Nestes quase 40 anos, muita coisa mudou em nosso país. Terminou a ditadura, já cinco presidentes eleitos decorrem da promulgação da ‘Constituição Cidadã’, a economia parece ter entrado nos eixos, a população urbana mais que dobrou. Apesar dessas condições, as decisões referentes às cidades parecem obedecer a uma metodologia ainda estacionada naqueles tempos do general.
Os principais investimentos, aqueles que efetivamente modificam a vida urbana, são em geral gestados e decididos – quando os há – em gabinetes distantes do cotidiano cidadão e impostos a todos como fatos consumados. Afinal, são ‘investimentos’: se não estiverem de acordo, outros lugares os quererão...
Ocupação, mobilidade, habitação, grandes equipamentos – todos são elementos centrais para o desenvolvimento urbano. Decisões sobre eles não são destituídas de importantes consequências para as cidades e os cidadãos.
Um exemplo de decisão discricionária no âmbito da ocupação do território vem do governo do Distrito Federal. Há alguns meses, contratou-se empresa de Cingapura para ‘projetar’ os próximos 50 anos de Brasília, à revelia de uma intensa manifestação coletiva contra esse verdadeiro crime de lesa cultura. Brasília, justamente a cidade que se consagrou como símbolo da capacidade de superação do povo brasileiro, é oferecida ao critério projetual de interesses estrangeiros, sem explicação.

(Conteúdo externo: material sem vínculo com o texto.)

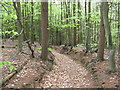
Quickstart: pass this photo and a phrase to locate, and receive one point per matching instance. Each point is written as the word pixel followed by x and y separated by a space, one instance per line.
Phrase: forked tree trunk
pixel 44 26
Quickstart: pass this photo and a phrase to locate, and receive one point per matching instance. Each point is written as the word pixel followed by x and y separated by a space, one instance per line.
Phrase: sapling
pixel 112 67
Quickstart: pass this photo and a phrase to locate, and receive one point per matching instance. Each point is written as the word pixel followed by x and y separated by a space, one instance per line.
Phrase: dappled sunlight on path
pixel 66 73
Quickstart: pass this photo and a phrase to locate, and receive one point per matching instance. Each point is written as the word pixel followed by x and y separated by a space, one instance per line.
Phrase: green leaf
pixel 49 49
pixel 1 66
pixel 38 48
pixel 6 62
pixel 11 67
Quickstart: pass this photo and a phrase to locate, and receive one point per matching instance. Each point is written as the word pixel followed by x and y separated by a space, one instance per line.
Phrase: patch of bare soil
pixel 31 74
pixel 99 70
pixel 66 73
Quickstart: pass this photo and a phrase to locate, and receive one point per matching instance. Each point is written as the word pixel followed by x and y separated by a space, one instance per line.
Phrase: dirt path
pixel 66 73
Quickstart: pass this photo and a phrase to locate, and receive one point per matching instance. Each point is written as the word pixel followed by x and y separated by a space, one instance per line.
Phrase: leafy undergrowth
pixel 31 74
pixel 99 69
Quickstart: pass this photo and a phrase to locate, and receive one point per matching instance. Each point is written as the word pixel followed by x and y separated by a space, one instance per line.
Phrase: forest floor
pixel 67 70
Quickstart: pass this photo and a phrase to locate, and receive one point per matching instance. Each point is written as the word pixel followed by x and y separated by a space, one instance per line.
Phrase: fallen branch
pixel 12 74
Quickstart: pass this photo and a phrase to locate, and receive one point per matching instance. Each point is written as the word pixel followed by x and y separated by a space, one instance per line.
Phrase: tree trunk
pixel 44 26
pixel 112 67
pixel 100 54
pixel 19 20
pixel 32 24
pixel 88 26
pixel 106 24
pixel 74 14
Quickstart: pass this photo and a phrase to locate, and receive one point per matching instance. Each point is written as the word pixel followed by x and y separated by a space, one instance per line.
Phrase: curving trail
pixel 66 74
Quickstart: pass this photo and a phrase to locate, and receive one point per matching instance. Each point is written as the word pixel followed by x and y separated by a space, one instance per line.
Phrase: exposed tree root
pixel 2 83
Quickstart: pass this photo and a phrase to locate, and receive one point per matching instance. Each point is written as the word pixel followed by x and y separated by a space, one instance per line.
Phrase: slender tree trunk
pixel 44 26
pixel 32 24
pixel 101 44
pixel 107 25
pixel 74 14
pixel 88 27
pixel 17 7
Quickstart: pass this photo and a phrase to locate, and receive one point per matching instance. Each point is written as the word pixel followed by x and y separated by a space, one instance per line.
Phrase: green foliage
pixel 49 49
pixel 11 67
pixel 41 48
pixel 5 63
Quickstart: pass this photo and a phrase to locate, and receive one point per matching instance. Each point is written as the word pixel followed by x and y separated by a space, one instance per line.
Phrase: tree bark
pixel 100 54
pixel 44 26
pixel 106 24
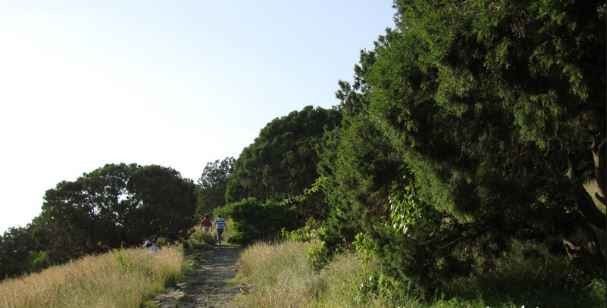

Na mobilidade, decisões sobre traçados de linhas de metrô são tomadas em âmbito restrito – ou até mesmo contrariando planos licitados – sob ímpeto de estudos desconhecidos pela população ou por especialistas. É o caso do metrô no Rio de Janeiro, com a substituição da projetada Linha 4, licitada há anos, por uma extensão da linha 1, que ligará a zona Sul à Barra da Tijuca, com custo superior a R$ 8 bilhões.
Que consulta foi promovida em Belo Horizonte sobre a decisão de reposicionar o Centro Administrativo do estado? Localizado em área periférica da cidade, tem forte impacto sobre a expansão da região metropolitana e seus sistemas de mobilidade.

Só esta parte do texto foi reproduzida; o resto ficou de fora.